Reconstruction and expansion of production

After the war, the workforce, which had shrunk to 57 employees, returned to its own site in Wernerstrasse. As many of LTG’s former suppliers were located in East Germany (behind the Iron Curtain), LTG began to develop and produce its own components. After the currency reform, the reconstruction of destroyed plants, the construction of new factories and administration buildings, department stores, theaters and ships led to a steep upward trend for LTG. At the beginning of the 1950s, the now self-evident worldwide export of process and comfort air conditioning also began. The office was initially housed in a former prisoner-of-war barracks on what is now Dr.-Albert-Klein-Straße, which had to be extended twice over the years. In 1959, the company moved into the first phase of the new administration building in Wernerstrasse and the constant shortage of office space became a thing of the past.

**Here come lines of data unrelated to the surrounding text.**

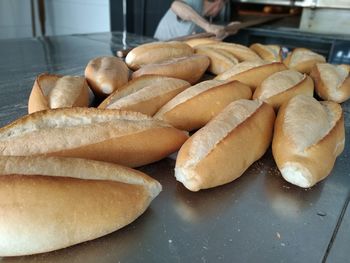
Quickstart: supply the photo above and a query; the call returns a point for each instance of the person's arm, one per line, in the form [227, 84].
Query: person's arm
[186, 13]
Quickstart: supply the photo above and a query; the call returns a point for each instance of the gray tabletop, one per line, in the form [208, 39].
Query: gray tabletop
[257, 218]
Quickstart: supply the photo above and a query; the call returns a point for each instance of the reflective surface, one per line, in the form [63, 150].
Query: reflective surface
[257, 218]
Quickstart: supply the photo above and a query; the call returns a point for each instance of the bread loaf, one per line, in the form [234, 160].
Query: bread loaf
[251, 73]
[272, 53]
[52, 91]
[201, 41]
[146, 94]
[156, 52]
[332, 82]
[106, 74]
[303, 60]
[194, 107]
[281, 86]
[189, 68]
[128, 138]
[49, 203]
[223, 149]
[242, 53]
[308, 137]
[220, 59]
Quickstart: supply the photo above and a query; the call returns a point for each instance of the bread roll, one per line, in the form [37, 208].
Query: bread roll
[49, 203]
[303, 60]
[106, 74]
[308, 137]
[223, 149]
[128, 138]
[220, 59]
[272, 53]
[156, 52]
[201, 41]
[252, 73]
[146, 94]
[242, 53]
[332, 82]
[189, 68]
[194, 107]
[52, 91]
[283, 85]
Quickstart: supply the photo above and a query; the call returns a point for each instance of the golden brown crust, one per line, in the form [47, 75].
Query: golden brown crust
[229, 157]
[106, 74]
[254, 76]
[52, 203]
[301, 162]
[130, 138]
[272, 53]
[337, 88]
[146, 94]
[189, 68]
[47, 93]
[195, 111]
[242, 53]
[303, 60]
[201, 41]
[305, 87]
[220, 60]
[156, 52]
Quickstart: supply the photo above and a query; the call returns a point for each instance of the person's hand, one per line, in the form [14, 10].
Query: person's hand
[211, 9]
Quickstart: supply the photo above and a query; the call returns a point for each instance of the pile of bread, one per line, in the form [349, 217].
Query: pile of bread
[67, 166]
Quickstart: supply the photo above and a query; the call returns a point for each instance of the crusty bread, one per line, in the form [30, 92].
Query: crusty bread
[49, 203]
[146, 94]
[106, 74]
[303, 60]
[220, 59]
[201, 41]
[128, 138]
[52, 91]
[272, 53]
[223, 149]
[308, 137]
[194, 107]
[189, 68]
[242, 53]
[332, 82]
[283, 85]
[156, 52]
[252, 73]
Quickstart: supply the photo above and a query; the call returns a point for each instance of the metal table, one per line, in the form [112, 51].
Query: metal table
[257, 218]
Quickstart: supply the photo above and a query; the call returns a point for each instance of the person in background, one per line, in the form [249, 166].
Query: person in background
[195, 16]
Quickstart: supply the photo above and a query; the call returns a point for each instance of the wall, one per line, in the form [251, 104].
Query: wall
[15, 19]
[62, 17]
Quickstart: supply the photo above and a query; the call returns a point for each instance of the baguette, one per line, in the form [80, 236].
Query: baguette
[271, 53]
[49, 203]
[309, 135]
[146, 94]
[189, 68]
[252, 73]
[156, 52]
[282, 86]
[106, 74]
[220, 59]
[128, 138]
[223, 149]
[52, 91]
[303, 60]
[194, 107]
[332, 82]
[201, 41]
[242, 53]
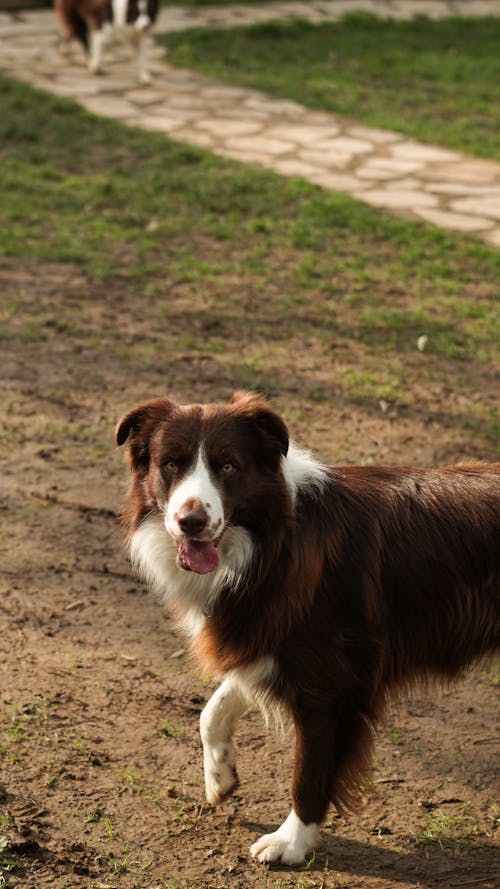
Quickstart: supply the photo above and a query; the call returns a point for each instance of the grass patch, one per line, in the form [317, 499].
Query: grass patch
[261, 281]
[438, 81]
[448, 831]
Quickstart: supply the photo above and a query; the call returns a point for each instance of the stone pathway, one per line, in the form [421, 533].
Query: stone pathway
[382, 168]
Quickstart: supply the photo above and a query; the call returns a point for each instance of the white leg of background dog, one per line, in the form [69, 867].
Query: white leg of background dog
[96, 43]
[142, 42]
[217, 724]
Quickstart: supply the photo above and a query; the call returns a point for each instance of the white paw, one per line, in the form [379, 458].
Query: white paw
[221, 777]
[289, 844]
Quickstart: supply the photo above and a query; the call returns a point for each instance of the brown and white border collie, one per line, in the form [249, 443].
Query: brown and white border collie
[312, 590]
[94, 22]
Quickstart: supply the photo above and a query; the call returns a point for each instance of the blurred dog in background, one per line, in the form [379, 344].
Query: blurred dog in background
[95, 22]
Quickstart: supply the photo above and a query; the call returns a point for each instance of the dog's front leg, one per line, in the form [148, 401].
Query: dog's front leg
[96, 44]
[217, 724]
[312, 780]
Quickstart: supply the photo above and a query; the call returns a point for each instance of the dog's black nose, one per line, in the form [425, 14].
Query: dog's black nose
[192, 521]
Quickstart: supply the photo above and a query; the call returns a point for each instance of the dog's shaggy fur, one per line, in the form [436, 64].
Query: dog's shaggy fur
[316, 590]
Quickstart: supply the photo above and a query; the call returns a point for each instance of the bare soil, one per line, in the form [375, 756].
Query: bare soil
[101, 775]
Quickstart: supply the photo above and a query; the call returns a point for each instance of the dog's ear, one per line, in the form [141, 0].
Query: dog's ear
[138, 425]
[270, 424]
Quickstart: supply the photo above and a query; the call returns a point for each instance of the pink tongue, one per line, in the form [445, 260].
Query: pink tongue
[198, 556]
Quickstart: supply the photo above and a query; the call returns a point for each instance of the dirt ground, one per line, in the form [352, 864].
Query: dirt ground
[101, 776]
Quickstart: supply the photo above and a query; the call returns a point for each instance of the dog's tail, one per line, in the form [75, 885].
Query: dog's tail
[72, 24]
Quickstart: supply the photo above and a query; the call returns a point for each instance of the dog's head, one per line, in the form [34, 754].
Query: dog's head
[204, 467]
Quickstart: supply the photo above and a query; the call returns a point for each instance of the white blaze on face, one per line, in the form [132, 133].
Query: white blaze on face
[196, 485]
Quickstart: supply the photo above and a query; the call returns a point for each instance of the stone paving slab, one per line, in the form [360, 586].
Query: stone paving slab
[384, 169]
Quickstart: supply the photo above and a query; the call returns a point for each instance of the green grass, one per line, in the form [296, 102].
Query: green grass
[438, 81]
[448, 830]
[243, 270]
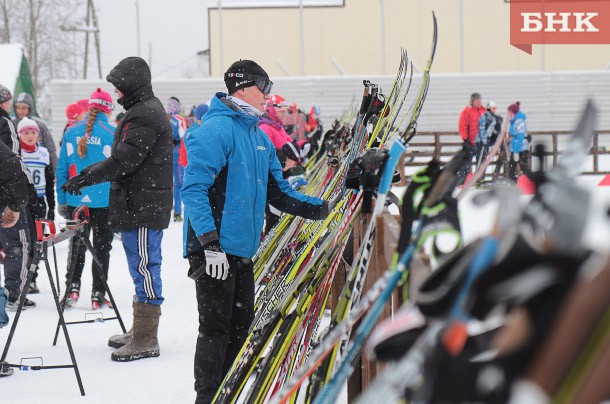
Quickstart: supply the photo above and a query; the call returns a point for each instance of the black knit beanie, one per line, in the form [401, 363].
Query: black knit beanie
[236, 76]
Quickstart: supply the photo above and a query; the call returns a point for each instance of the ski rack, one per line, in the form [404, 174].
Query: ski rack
[75, 228]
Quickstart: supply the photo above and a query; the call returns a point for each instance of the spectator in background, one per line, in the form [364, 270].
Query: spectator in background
[119, 118]
[85, 143]
[179, 127]
[38, 162]
[24, 107]
[469, 128]
[272, 121]
[519, 141]
[490, 126]
[84, 103]
[15, 238]
[74, 113]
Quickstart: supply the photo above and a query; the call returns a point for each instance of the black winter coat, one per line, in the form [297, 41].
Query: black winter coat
[140, 163]
[8, 132]
[14, 185]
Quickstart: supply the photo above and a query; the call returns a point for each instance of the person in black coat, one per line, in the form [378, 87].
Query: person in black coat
[13, 199]
[15, 239]
[140, 172]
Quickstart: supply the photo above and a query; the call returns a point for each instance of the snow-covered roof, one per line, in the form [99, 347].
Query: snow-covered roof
[11, 56]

Brisk construction activity

Construction continued in the 1970s: in 1971, the foundation stone for the engineering services division was laid in Zuffenhausen with the construction of the test and development center. In 1970, a plot of land in Weil der Stadt was also purchased to relieve the burden on the parent company, and a year later the plant for series production of the LTG component range was put into operation. The plant was expanded just four years later and again in the 1980s. LTG expanded its product range in 1978 with the tangential fans of the former Heinkel Apparatebau. Between 1986 and 1987, LTG also built a new building in Zuffenhausen as part of an expansion – the current building in Grenzstrasse. 7 – for research/development/testing. LTG Projektservice was founded in 1993 as the forerunner of today’s LTG Ingenieur-Dienstleistungen.


The former LTG Lufttechnische GmbH was restructured in 1997 and the previous divisions were converted into independent limited companies. This also included Lufttechnische Komponenten GmbH (Comfort Air Technology) and Air Engineering Products GmbH (Process Air Technology). Since 1999, LTG has been structured as a public limited company, which reunites the two GmbHs. LTG expanded its centrifugal fan portfolio with the takeover of the Schroeter ILA GmbH fan range in 2001.

In the spirit of its charitable founding father, LTG became involved through foundations. For thirty years from 1960 onwards, the Dr. Albert Klein Foundation supported cultural donations such as the painting by Edvard Munch “Nude Girl on Red Cloth” for the Staatsgalerie Stuttgart. Since 1984, the Dr. Albert Klein Foundation has been promoting research and science in the field of Comfort Air Technology.